Note that there is no “best” hash function! Hash functions all exist in a space of trade-offs. So there isn't a “correct” answer to this question, but your rationale should discuss the trade-offs that you are making with your selection. We are looking for sensible reasoning and thoughtful comparisons, not for some objectively correct response.
Helpful Hints
If you find a hash function written in C, it will probably look something like
unsigned int simpleAddHash(const char* str) {
size_t hash = 0;
// C strings end with a zero byte (`\0`), so we loop until we see it.
for (char* p = str; *p != '\0'; ++p) {
hash = hash + *p;
}
return hash;
}
It might even look like this code, which is equivalent to the above, but “cleverer”:
unsigned int simpleAddHash(const char* str) {
size_t hash = 0;
char c;
while ((c = *str++)) {
hash = hash + c;
}
return hash;
}
That second version seems hard to understand.
I get it, the
=is assignment, putting*strintoc, and the loop exits whencis zero. Does it run faster that way?
No. Quite a lot of C programmers think this kind of code will somehow run faster. Maybe that was true in 1972, but it isn't true with a modern compiler. Some C programmers also think that this kind of cryptic code looks impressive.
Maybe they think it's is cool because when you finally figure out what it's doing, you have a “aha!” moment?

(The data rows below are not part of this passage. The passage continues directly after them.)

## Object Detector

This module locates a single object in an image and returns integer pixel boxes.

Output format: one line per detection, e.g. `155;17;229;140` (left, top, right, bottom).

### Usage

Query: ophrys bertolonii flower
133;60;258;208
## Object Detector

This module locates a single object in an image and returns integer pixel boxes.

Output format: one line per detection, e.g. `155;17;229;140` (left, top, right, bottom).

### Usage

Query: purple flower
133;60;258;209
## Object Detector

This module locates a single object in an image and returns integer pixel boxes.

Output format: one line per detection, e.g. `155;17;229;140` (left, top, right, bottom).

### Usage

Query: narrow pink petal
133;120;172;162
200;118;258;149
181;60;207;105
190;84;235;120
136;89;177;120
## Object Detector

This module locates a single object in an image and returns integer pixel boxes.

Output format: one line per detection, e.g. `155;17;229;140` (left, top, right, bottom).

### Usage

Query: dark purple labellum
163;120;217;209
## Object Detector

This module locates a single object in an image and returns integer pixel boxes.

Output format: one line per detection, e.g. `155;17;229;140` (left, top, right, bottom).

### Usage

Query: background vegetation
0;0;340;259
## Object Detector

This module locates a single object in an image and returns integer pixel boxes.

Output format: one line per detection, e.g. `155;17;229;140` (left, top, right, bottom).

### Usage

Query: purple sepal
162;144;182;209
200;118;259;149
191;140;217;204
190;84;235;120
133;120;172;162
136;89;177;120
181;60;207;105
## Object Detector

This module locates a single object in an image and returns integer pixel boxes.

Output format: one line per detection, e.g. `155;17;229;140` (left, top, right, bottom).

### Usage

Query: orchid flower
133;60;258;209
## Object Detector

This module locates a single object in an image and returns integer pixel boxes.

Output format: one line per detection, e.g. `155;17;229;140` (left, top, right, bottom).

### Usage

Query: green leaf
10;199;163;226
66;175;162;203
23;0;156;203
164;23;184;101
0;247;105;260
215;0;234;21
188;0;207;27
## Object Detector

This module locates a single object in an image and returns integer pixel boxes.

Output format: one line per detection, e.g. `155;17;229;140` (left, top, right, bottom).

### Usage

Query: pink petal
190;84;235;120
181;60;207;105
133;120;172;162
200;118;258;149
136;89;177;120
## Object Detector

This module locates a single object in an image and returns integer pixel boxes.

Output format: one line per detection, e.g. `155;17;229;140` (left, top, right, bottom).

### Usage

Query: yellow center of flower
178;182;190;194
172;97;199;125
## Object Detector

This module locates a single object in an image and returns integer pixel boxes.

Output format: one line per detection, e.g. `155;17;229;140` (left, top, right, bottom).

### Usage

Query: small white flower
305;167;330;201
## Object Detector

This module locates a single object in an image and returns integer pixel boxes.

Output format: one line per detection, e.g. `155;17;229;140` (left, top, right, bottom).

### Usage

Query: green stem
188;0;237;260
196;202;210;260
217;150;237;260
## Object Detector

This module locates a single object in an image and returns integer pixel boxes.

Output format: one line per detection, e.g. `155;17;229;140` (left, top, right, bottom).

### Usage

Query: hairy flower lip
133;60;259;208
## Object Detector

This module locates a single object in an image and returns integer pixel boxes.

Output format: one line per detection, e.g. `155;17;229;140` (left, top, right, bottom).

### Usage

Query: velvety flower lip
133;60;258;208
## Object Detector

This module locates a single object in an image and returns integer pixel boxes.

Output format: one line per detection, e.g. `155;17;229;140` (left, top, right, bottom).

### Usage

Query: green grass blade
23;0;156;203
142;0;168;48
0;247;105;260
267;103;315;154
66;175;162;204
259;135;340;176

Meh. I'm not impressed by gibberish code. Even if it is shorter.
You would need to convert functions like these to use a C++ std::string; for example,
size_t simpleAddHash(const string& str) {
size_t hash = 0;
for (unsigned char c : str) {
hash = hash + c;
}
return hash;
}
Similarly, some C programmers might write
x = (x << 2) + x;instead of
x = x * 5;thinking that a binary shift and an addition is faster than a multiplication.
But, once again, they're mistaken. The compiler already understands that
5*xand4*x + xare the exact same thing. Writing code this way just makes the code needlessly cryptic.
Since this class isn't about converting weird, cryptic, falsely optimized C code to C++, you can absolutely get ChatGPT's help to do this conversion.
Or just choose a better written hash function to work with.